Finalmente, el 10 de mayo Winston Churchill fue elegido como Primer Ministro, cargo para el cual se había preparado, aunque probablemente a comienzos de la década de 1930 ya lo había abandonado como objetivo político. Sin embargo, su comprensión sobre la dictadura de Hitler, que se mostraría profética, y el estallido de la Segunda Guerra Mundial, hicieron cada vez más necesario un liderazgo como el que él representaba, a pesar de sus polémicas, errores, adversarios y altibajos de popularidad.

El 13 de mayo Winston Churchill dio su primer discurso como Primer Ministro, que sería uno de los más importantes de su vida: “No tengo nada que ofrecer, excepto sangre, sudor, lágrimas y fatiga”. En los años siguientes habría que acometer un enorme desafío: “Combatir por mar, por tierra y por aire, con toda nuestra voluntad y con toda la fuerza que nos dé Dios; combatir contra una tiranía monstruosa, jamás superada en el catálogo oscuro y lamentables de crímenes humanos. Ésa es nuestra política. Me preguntan: ‘¿Cuál es nuestro objetivo?’ Puedo responder con una sola palabra: ‘La victoria, la victoria a toda costa, la victoria a pesar del terror’”.

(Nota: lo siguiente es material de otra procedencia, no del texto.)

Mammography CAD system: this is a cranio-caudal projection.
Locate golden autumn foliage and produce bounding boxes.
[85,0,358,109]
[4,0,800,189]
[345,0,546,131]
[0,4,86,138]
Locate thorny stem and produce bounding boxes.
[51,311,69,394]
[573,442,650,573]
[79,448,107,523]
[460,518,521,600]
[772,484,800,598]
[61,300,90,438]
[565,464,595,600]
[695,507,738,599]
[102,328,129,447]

La oratoria del Primer Ministro, trabajada durante años, que había sido objeto de reflexión y de práctica en los más diversos lugares, probaría ser un gran argumento bélico, como ilustra John Lukacs en Sangre, sudor y lágrimas. Churchill y el discurso que ganó la guerra (Madrid, Turner, 2008). Como señala Roberts, el nuevo líder británico tenía una “sobrenatural capacidad para situarse en el ojo del huracán de la historia”. Ahora tendría cinco años para demostrar que su previsión del problema estaba a la misma altura que su capacidad para resolverlo.